J2032
Astronomers are expecting high-energy explosions when pulsar J2032 swings around its massive companion star in early 2018 NASA's Goddard Space Flight Center

An "astrophysical firework" display is to take place in 2018 when a pulsar the size of a city meets one of the brightest stars in the Milky Way.

J2032+4127 – or J2032 for short – was first discovered by Nasa in 2009. It is the crushed core of a huge star that exploded as a supernova. It measures around 12 miles across and weighs almost twice the sun's mass, spinning around seven times per second.

Most pulsars are found through radio emissions but this one was detected through pulses of gamma rays during a blind search using the Fermi Gamma-ray Space Telescope.

Since its discovery, scientists have been monitoring the pulsar and between 2010 and 2014, they noticed something unusual, with "strange variations" of its rotation and the rate the rotation slows down – something not seen in other isolated pulsars.

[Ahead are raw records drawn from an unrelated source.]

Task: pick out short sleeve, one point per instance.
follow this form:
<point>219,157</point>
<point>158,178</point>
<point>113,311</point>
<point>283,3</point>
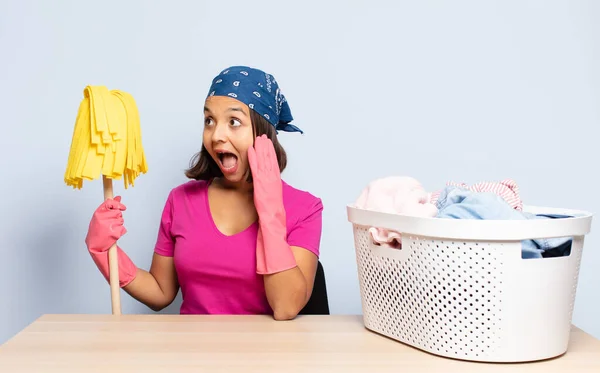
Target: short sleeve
<point>306,233</point>
<point>165,244</point>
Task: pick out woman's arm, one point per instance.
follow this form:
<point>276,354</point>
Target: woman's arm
<point>158,287</point>
<point>289,291</point>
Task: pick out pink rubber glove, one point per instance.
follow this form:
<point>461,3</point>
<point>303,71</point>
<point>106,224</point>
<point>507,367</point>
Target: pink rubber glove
<point>273,254</point>
<point>106,227</point>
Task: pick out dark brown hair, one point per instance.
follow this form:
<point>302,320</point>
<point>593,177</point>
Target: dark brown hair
<point>203,167</point>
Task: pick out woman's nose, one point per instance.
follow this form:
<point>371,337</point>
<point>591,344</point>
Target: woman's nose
<point>220,133</point>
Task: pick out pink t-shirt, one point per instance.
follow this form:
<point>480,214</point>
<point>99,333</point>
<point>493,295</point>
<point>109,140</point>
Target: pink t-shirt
<point>217,273</point>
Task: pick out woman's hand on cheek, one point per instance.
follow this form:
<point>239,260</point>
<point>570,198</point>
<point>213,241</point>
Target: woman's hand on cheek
<point>272,251</point>
<point>266,177</point>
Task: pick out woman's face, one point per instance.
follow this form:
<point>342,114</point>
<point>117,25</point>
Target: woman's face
<point>227,135</point>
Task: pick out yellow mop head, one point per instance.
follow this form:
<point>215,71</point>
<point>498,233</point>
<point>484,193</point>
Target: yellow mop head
<point>107,139</point>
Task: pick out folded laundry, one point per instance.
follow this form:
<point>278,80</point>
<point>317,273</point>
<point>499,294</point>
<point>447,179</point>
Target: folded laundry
<point>483,201</point>
<point>507,189</point>
<point>461,203</point>
<point>399,195</point>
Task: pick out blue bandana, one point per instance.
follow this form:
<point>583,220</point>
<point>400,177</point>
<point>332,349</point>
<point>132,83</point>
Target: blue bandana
<point>259,91</point>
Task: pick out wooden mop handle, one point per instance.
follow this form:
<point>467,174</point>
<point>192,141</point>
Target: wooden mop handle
<point>113,262</point>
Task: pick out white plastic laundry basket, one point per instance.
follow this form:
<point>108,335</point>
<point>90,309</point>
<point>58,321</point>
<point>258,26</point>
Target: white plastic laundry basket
<point>460,289</point>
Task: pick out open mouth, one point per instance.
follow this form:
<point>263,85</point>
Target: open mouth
<point>227,160</point>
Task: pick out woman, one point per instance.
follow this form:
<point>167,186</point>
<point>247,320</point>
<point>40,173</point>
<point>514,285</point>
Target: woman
<point>235,238</point>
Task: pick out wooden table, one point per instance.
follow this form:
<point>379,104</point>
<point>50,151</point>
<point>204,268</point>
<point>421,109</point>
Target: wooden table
<point>174,343</point>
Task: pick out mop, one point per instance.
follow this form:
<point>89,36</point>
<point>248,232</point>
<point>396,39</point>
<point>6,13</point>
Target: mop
<point>107,141</point>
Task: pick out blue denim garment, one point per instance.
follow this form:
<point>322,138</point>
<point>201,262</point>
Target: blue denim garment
<point>460,203</point>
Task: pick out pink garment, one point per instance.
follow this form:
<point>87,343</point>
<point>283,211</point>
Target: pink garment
<point>217,273</point>
<point>396,195</point>
<point>507,189</point>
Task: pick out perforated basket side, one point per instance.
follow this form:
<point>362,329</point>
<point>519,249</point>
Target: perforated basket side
<point>443,297</point>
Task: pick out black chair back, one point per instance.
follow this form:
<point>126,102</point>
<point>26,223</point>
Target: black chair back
<point>318,304</point>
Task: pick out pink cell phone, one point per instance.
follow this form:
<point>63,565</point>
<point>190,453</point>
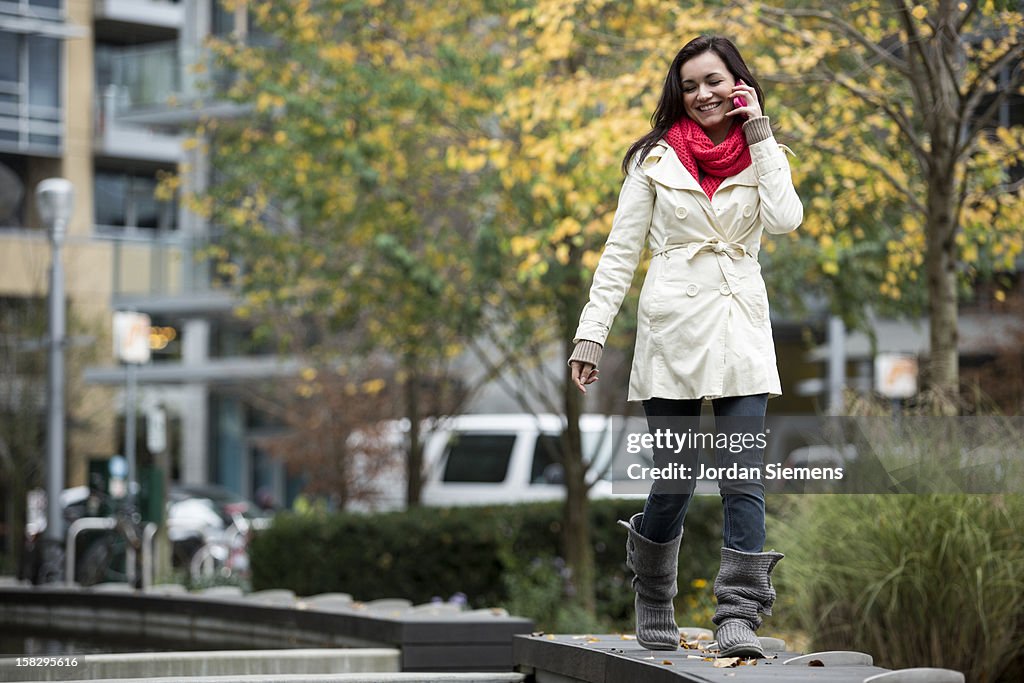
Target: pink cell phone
<point>739,101</point>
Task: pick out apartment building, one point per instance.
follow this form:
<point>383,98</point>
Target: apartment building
<point>99,91</point>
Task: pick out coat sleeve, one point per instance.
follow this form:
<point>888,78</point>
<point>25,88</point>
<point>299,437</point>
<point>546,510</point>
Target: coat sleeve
<point>622,253</point>
<point>780,208</point>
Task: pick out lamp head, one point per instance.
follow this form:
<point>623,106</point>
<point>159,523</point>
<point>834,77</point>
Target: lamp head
<point>55,199</point>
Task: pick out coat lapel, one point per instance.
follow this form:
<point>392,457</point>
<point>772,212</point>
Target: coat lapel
<point>745,177</point>
<point>670,172</point>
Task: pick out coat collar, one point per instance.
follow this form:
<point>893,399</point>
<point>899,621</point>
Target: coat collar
<point>670,171</point>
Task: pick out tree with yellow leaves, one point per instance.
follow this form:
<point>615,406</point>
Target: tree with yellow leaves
<point>915,189</point>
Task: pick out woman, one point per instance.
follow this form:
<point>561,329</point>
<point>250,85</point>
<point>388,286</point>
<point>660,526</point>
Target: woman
<point>700,187</point>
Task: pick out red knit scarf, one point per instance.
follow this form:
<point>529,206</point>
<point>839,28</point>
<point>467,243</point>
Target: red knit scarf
<point>716,162</point>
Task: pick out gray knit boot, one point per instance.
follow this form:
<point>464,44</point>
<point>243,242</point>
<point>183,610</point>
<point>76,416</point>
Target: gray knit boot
<point>655,566</point>
<point>744,592</point>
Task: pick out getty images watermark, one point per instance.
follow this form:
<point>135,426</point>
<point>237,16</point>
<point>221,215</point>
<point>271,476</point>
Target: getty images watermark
<point>816,455</point>
<point>664,440</point>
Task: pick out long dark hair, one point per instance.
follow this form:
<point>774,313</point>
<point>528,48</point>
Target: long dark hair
<point>670,107</point>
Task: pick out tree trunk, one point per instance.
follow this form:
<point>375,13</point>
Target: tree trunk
<point>940,57</point>
<point>940,262</point>
<point>414,461</point>
<point>576,519</point>
<point>16,518</point>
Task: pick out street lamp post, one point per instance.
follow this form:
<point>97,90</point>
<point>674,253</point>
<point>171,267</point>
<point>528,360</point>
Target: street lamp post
<point>54,199</point>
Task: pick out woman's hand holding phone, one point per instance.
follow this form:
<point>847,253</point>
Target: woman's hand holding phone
<point>742,107</point>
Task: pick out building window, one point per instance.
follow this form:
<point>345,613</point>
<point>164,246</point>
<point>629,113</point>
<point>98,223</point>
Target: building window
<point>30,93</point>
<point>49,9</point>
<point>125,203</point>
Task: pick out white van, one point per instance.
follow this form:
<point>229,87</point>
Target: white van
<point>500,459</point>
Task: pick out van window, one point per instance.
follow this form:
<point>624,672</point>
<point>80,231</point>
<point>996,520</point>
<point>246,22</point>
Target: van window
<point>478,458</point>
<point>545,455</point>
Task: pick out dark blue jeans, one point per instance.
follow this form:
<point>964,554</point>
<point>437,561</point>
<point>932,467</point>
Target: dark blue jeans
<point>743,505</point>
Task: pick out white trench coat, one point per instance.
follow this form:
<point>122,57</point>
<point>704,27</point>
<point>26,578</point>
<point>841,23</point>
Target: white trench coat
<point>702,327</point>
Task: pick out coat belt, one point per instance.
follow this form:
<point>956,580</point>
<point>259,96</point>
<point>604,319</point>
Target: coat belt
<point>733,250</point>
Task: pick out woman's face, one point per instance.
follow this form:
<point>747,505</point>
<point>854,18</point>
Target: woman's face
<point>707,84</point>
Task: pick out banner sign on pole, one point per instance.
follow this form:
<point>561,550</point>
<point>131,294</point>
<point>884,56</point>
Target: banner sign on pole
<point>131,337</point>
<point>896,375</point>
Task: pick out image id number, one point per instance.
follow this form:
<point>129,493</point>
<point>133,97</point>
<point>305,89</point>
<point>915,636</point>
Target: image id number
<point>46,662</point>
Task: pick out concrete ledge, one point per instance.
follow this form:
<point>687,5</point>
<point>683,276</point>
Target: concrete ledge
<point>225,663</point>
<point>598,658</point>
<point>224,620</point>
<point>339,678</point>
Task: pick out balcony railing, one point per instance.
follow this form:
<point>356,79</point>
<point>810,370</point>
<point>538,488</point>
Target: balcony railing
<point>152,264</point>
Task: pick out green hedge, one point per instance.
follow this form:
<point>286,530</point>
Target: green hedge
<point>497,556</point>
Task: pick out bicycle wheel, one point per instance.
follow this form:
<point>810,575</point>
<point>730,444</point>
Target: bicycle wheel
<point>103,561</point>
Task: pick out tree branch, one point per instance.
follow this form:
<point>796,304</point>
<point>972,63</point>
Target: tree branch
<point>910,197</point>
<point>977,90</point>
<point>972,6</point>
<point>846,28</point>
<point>913,42</point>
<point>982,122</point>
<point>1006,187</point>
<point>898,117</point>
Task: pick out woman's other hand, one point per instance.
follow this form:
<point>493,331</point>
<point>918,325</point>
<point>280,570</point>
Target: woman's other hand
<point>583,374</point>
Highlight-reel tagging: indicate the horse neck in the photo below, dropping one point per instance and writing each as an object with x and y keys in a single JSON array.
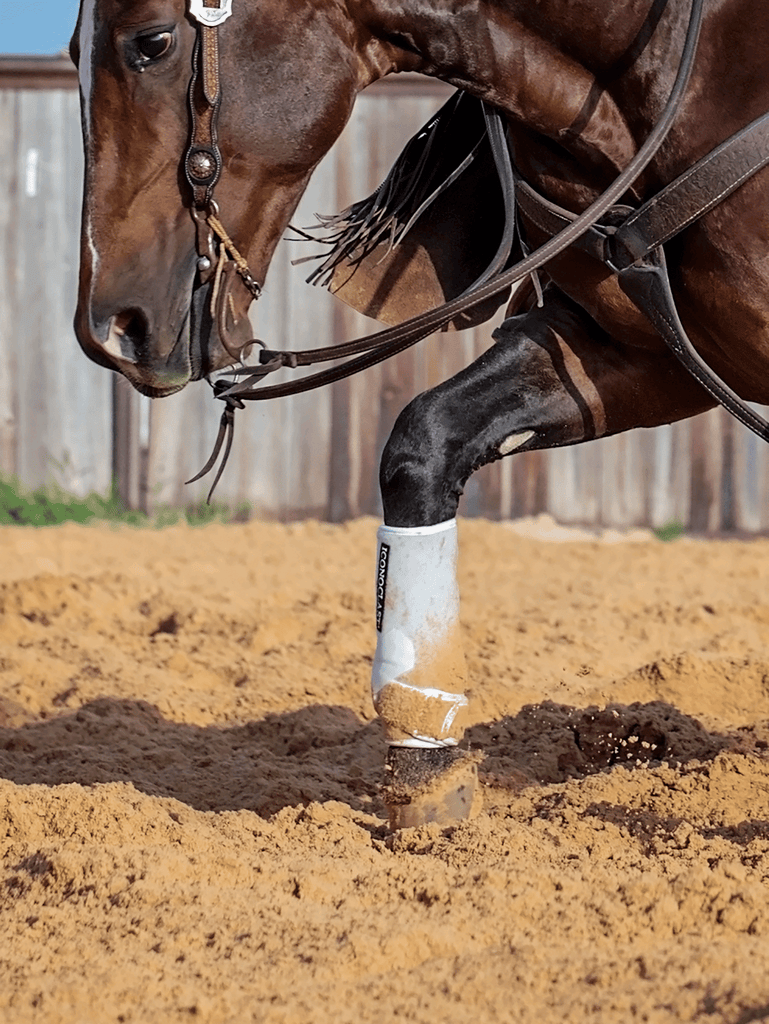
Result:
[{"x": 575, "y": 73}]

Andrew Lyne, from the University of Manchester, said: "Ultimately, we realised these peculiarities were caused by motion around another star, making this the longest-period binary system containing a radio pulsar."

The star, MT91 213, is around 15 times the mass of the sun and is 10,000 times brighter.

Paul Ray, from the Naval Research Laboratory in Washington, explained: "When we discovered this pulsar in 2009, we noticed that it was in the same direction as this massive star in the constellation Cygnus, but our initial measurements did not give any evidence that either star was a member of a binary system.

"The only way to escape that conclusion was if the binary system had a very long orbital period, much longer than the longest known pulsar-massive star binary at the time, which seemed unlikely."

The pulsar passes the star once every 25 years and it will next make a close approach early in 2018. When this happens, it will move through the surrounding disk creating "astrophysical fireworks", Nasa said in a statement.

Ben Stappers, a University of Manchester astrophysicist, added: "This forewarning of the energetic fireworks expected at closest approach in three years' time allows us to prepare to study the system across the entire electromagnetic spectrum with the largest telescopes."